Husband argues that when the terms of the PSA and QDRO are applied to the foregoing facts, it is clear that wife is only entitled to fifty percent of a lieutenant colonel’s pension. The trial court disagreed, awarding wife fifty percent of the full colonel’s pension which husband was actually receiving.
Paragraph 13 of the PSA sets forth wife’s rights regarding a distribution of the pension. The PSA expressly states that the wife will receive fifty percent of whatever husband receives when the pension is actually paid out, i.e. “when said pension is in pay status.”

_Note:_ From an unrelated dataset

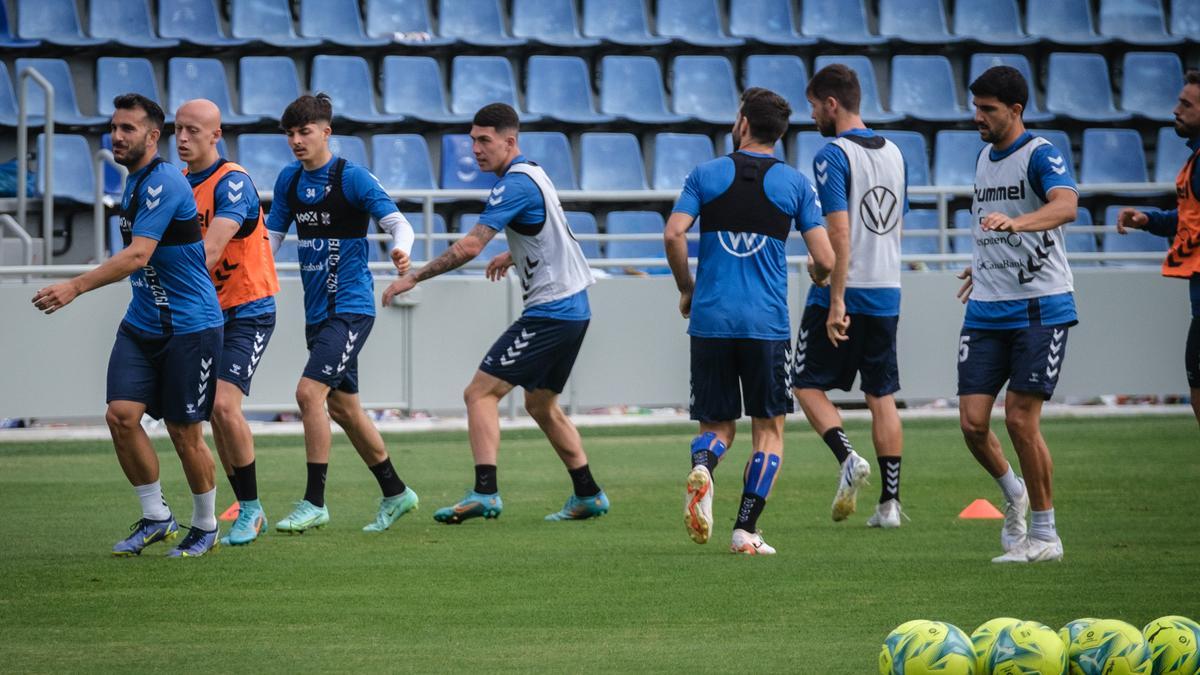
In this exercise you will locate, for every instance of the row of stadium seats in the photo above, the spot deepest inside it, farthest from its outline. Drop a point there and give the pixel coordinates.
(556, 23)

The QDRO also supports this interpretation. The parties agreed that one-half of the “projected” pay status is to go to wife and that the “portion to be segregated” for wife is fifty percent. The language referring to pay status, when read in the context of the whole PSA and the whole QDRO, indicates that wife was to receive the portion of the “projected” and presently unknown amount appellant would actually receive when he did retire and the pension entered pay status. This is what the PSA and the QDRO refer to throughout: the amount wife is to receive is one-half of what husband receives when he retires and the pension enters pay status.

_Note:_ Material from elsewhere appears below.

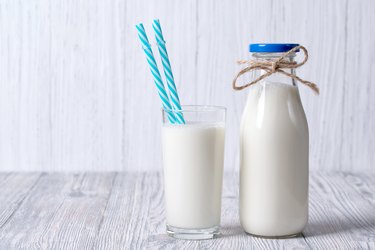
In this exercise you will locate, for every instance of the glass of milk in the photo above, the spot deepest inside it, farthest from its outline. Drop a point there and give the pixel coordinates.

Husband disagrees and argues in his brief that the following language found in paragraph 3 of the QDRO shows that wife’s intent was that she receive less than fifty percent of a full colonel’s benefits.
The benefits shall be payable to ... [wife] on the date on which ... [husband] attains retirement age, as if ... [husband] had retired on that date even if ... [husband] had not actually retired or separated from service.
Husband’s argument that paragraph 3 demonstrates that wife never expected to receive fifty percent of the pension husband is now receiving is not persuasive. The foregoing language refers specifically to time of payment, not to amount. The amount of payment is covered both in paragraph 13 of the PSA and in paragraph 4(a) of the QDRO, both of which state in identical language that wife is to receive fifty percent of the amount of the pension when it is in pay status. In addition, paragraph 2 of the QDRO states that the amount wife is to receive is fifty percent of husband’s “full retirement benefit.” The parties’ intent on this subject is clearly and expressly set forth in these paragraphs of the PSA and the QDRO.
Lastly, we address the remaining questions presented by husband, the admission of Glassman’s expert testimony on military pensions. The trial court admitted Glassman’s expert testimony solely for the limited purpose of informing it about the intricacies of military pension law. The trial court acted within its discretion. We, therefore, conclude the trial court did not err.
Order affirmed.
KELLY, J., files a dissenting opinion.
. 10 U.S.C. § 1408 et seq.
. Both the trial court and wife state that the QDRO cannot be part of the PSA because it is a court order which has the purpose of effectuating the pension provisions of the PSA. We acknowledge that the QDRO is required by the Plan Administrator to effectuate the distribution of husband's pension. But we do not understand why it cannot also be considered to be part of the PSA, especially when the PSA specifically refers to the QDRO and the QDRO is attached to the PSA as an exhibit. Moreover, the QDRO became part of the PSA on February 8, 1987, approximately three months before it was issued as a court order.
. Expert testimony taken by the trial court indicated that “pay status” is a defined term in the area of military pensions. In that context, the phrase “pay status” means "when the pension is actually being paid.” This fact is not disputed. See Krizovensky v. Krizovensky, 425 Pa.Super. 204, 624 A.2d 638 (1993) (where property settlement agreement regarding division of pension uses terms that are clearly defined within context of retirement system at issue, contract is not ambiguous as to meaning of those terms, and accepted definition is that given to those terms within context of that retirement system).